3. Size Matters #1 - Packet Size: Capturing forensic-grade network samples that could later be used for layer 7 protocol analysis, DPI (deep packet inspection), and file and data extraction means we should capture full packets (vs. the common “storage-friendly” 64/128 first bytes of each packet). This is done by specifying --pkt-size 0 (where 0 equals unlimited). If not specified, the default packet capture size is 128 bytes.
4. Size Matters #2 - Capture Size: Depending on network usage and load, network captures can quickly grow to gigantic sizes, and as such they can fill up local storage, congest networks when transferred to remote locations (like uploading them to an online analysis service), and choke even the mightiest CPUs when analyzed. On the other hand, small captures could miss network communications that aren’t always active. Pktmon supports limiting the total capture size by specifying --file-size ### (or -s ###) for the maximum capture size in megabytes. For example: -s 100 would limit capture size to 100MB. If not specified, the default capture size is 512MB.
5. Set Capture Filename: Set the capture filename with the --filename <name> option (or -f <name> in short form). If not specified, the default file name is PktMon.etl. Notice that Pktmon will still capture in Microsoft’s proprietary ETL file format. Later, we shall convert it to PcapNG using Pktmon.
6. Logging Strategies: What happens when the capture file reaches its maximum size? Pktmon supports four different logging strategies: circular, multi-file, memory, and real-time. I find two of these relevant for our use case: circular and multi-file.
   • Circular: Overwrites the oldest events once the log reaches its maximum size.
   • Multi-file: Creates a new capture file each time the file reaches maximum size, thus it has no limit on the number of captured events.
7. Specify the logging strategy with --log-mode <strategy> (or -m <strategy> in short form). For example: -m multi-file would set the multi-file strategy. The default strategy is circular.
8. Additional Flags and Options: Pktmon supports many more flags and options, but what we’ve covered so far is all we need to know to produce forensic-grade network captures in Windows. If you wish to check more options, just type pktmon help to list all top-level commands and pktmon <cmd> help to list each command's detailed options and flags.
9. During Capture: You can check the file size of the output file using ls or dir. If you need more detailed information, such as transmitted and received packets and bytes, run the command pktmon counter (see screenshot below). When you wish to stop the capture, just run pktmon stop. Remember, unless specified otherwise, Pktmon will start writing new events over old ones since the default logging strategy is circular.

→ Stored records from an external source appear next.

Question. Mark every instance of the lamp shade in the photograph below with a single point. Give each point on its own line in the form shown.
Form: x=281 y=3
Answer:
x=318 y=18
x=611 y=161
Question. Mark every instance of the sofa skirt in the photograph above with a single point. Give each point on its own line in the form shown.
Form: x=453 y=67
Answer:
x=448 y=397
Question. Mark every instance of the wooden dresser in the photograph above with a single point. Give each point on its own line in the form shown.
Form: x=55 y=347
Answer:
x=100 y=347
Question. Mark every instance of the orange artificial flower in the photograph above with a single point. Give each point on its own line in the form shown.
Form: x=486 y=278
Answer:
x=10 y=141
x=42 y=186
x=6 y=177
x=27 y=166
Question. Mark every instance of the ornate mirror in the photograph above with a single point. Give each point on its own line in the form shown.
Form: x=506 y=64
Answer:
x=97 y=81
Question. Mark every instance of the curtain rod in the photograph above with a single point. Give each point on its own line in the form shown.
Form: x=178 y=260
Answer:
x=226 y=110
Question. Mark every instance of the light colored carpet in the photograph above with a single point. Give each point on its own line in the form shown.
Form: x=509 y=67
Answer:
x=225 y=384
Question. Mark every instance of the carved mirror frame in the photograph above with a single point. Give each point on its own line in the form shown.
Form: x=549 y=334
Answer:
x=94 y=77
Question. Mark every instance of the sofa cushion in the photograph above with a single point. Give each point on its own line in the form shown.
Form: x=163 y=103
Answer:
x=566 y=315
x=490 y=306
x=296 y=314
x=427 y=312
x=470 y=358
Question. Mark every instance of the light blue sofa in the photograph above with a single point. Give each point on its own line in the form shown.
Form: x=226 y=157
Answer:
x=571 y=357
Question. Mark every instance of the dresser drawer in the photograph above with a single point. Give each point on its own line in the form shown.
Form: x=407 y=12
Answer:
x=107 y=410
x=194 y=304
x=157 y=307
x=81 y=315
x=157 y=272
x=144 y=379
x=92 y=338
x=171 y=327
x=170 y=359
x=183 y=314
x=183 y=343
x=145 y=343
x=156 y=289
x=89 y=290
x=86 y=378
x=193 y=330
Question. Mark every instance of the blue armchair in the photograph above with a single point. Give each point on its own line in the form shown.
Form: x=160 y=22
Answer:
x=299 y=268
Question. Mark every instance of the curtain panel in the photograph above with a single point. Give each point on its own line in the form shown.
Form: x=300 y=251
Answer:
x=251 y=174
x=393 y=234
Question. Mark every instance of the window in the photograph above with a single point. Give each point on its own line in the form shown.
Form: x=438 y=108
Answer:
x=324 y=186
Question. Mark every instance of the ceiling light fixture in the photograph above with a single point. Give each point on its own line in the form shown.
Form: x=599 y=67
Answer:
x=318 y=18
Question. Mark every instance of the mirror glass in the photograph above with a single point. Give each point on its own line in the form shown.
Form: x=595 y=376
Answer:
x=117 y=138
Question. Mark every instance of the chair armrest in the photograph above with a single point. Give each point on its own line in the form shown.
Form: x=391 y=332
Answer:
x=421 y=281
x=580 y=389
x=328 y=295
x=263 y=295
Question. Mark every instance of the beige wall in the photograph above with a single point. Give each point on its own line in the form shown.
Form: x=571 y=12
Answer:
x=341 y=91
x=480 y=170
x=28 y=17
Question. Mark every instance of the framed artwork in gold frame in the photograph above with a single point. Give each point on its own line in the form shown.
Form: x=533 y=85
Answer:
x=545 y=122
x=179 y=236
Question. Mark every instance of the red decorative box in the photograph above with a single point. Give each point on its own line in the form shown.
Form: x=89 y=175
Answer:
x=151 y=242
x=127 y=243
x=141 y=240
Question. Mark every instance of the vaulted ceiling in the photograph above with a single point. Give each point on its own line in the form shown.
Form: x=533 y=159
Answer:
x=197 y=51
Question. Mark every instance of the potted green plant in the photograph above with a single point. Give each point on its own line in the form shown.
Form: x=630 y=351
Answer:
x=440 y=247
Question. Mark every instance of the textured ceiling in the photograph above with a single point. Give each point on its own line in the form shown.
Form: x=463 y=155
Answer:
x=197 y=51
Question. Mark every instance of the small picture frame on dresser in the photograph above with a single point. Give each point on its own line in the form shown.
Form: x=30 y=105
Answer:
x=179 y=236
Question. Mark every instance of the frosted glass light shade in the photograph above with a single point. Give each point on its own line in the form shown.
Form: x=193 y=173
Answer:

Here’s how a circular full-packet capture of maximum 100MB would look:

pktmon start -c --comp <id> --pkt-size 0 -s <#MB> -f <filename.etl>

Here's my command, with the following parameters:

• Interface ID: 10
• Full Packet Capture
• Max Capture Size: 100MB
• Output Filename: test.etl

Convert sample into standard format (PcapNG)

Assuming that network capture has finished (by typing the pktmon stop command), the last part of the procedure is to convert the ETL capture file to PcapNG, which is supported by every network tool out there. Pktmon has a built-in ETL to PcapNG converter.

Command syntax: pktmon etl2pcap <filename.etl> --out <filename.pcapng>

Voila, we got our forensic-grade PcapNG capture using pktmon!